Habilitation von Dr. Maja Schlüter

Mechanismen der Veränderung und Resilienz gekoppelter sozial-ökologischer Systeme am Beispiel der Wasser- und Fischereinutzung

Beginn: 01/2010

Ende: 12/2013

Resilienz ist die Fähigkeit eines Systems, Störungen und ökologischen oder sozio-ökonomischen Wandel abzupuffern oder sie für eine Neuorganisation zu nutzen mit dem Ziel die wichtigsten Funktionen des Systems zu erhalten. Die Dynamik und Resilienz von sozial-ökologischen Systemen wird bestimmt durch die Interaktionen von Akteuren, Governance-systemen und den ökologischen und biophysikalischen Systemen von denen sie abhängig sind. Unsere Kenntnisse über komplexe sozial-ökologische Interaktionen und deren Auswirkungen für Dynamik und Resilienz sind bisher jedoch gering.

Ziel diese Habilitation ist es, Mechanismen der Resilienz gekoppelter sozial-ökologischer Systeme mit Hilfe theoretisch- und empirisch-basierter Modellieransätze am Beispiel der Gewässer- und Fischereinutzung zu identifizieren und das so erreichte Verständnis über die Dynamik dieser Systeme in die Entwicklung robuster Managementstrategien zur Erhöhung ihrer Resilienz einfließen zu lassen. Als konzeptionelles Rahmenwerk wird das von Ostrom (2007) vorgeschlagene SES framework dahingehen weiterentwickelt, dass es die Analyse von dynamischen sozial-ökologischen Prozessen ermöglicht.

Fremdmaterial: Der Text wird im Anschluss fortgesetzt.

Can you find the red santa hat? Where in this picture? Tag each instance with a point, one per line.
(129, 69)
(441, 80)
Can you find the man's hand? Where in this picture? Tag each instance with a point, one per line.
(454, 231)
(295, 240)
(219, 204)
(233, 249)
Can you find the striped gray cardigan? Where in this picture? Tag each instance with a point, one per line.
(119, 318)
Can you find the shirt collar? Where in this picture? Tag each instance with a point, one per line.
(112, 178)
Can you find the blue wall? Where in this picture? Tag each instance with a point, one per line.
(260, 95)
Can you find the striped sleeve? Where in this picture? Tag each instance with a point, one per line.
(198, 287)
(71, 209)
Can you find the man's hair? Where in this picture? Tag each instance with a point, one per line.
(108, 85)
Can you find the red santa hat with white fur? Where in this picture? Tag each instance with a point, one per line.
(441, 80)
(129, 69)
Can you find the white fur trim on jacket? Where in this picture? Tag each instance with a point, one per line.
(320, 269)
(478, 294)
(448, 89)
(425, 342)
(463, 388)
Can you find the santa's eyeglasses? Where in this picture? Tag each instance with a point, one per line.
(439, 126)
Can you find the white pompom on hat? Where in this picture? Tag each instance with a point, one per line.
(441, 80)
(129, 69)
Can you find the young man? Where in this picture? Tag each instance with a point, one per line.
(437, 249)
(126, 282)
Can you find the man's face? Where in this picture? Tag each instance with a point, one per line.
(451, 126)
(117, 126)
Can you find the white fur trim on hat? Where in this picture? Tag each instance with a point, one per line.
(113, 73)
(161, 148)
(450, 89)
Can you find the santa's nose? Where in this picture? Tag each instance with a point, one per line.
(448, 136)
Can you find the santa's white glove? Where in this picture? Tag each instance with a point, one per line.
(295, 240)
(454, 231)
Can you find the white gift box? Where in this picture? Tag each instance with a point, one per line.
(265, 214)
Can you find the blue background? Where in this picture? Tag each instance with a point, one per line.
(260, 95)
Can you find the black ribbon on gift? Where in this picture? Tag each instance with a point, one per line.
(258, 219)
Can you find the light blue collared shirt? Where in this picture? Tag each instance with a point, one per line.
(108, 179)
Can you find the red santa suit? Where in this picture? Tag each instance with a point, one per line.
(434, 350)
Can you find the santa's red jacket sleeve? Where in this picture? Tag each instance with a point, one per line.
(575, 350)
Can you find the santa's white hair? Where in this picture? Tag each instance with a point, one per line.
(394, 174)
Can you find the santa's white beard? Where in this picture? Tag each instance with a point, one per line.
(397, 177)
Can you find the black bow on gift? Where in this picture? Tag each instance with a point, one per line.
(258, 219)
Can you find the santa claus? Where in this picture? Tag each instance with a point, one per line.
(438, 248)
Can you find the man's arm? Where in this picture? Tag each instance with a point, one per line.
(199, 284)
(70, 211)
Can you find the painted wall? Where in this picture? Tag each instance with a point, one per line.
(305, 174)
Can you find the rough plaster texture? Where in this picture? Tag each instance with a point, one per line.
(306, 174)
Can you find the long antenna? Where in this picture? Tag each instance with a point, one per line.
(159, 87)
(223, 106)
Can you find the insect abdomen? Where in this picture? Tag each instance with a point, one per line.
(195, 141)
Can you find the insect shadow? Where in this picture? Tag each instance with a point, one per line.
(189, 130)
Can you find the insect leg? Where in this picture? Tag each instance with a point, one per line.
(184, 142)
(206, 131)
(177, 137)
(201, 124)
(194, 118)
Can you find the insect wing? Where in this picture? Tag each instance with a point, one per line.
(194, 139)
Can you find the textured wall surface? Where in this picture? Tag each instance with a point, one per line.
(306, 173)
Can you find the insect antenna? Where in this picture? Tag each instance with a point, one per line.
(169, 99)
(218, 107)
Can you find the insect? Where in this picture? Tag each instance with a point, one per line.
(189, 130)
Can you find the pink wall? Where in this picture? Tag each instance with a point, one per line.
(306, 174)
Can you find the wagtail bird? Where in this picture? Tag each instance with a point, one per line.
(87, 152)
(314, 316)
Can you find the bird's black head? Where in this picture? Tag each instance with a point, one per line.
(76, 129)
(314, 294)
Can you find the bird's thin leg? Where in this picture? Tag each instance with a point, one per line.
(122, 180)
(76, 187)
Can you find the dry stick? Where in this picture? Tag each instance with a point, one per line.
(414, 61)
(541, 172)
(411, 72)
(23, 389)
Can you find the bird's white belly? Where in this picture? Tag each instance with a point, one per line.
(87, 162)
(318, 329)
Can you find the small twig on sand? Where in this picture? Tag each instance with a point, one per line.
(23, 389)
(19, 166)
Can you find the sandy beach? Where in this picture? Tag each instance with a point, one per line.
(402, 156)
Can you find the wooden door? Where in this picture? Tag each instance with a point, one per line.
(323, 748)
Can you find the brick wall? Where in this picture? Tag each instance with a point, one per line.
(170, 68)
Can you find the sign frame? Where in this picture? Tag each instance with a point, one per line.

In empirischen und modellbasierten Studien werden dabei folgende Aspekte schwerpunktmäßig untersucht:

a) die Bedeutung sozial-ökologischer Rückkopplungsprozesse und Pfadabhängigkeiten für die Resilienz und die Governance
    natürlicher Ressourcen

b) die Rolle von Diversität in der Ressourcennutzung für Resilienz gegenüber Schwankungen und Unsicherheiten in der
    Ressourcenverfügbarkeit

c) die Bedeutung der Governancestruktur für soziales Lernen und die Fähigkeit des sozialen Systems sich an Veränderungen
    anzupassen

Bearbeiter: Dr. Maja Schlüter

Kooperationpartner:

  • Leibniz-Institut für Gewässerökologie und Binnenfischerei, Projekt Besatzfisch, Prof. Robert Arlinghaus
  • Stockholm Resilience Centre, Stockholm, Sweden
  • Department of Ecology and Evolutionary Biology, Princeton University, Prof. Simon Levin
  • Institut für Umweltsystemforschung, Universität Osnabrück, Prof. Claudia Pahl-Wostl
  • Department of Ecological Modeling, Helmholtz-Institute of Environmental Research, Leipzig, Prof. Karin Frank
  • SESclub (interdisziplinäre Gruppe von europäischen Wissenschaftlern und Elinor Ostrom zur Entwicklung eines SES frameworks)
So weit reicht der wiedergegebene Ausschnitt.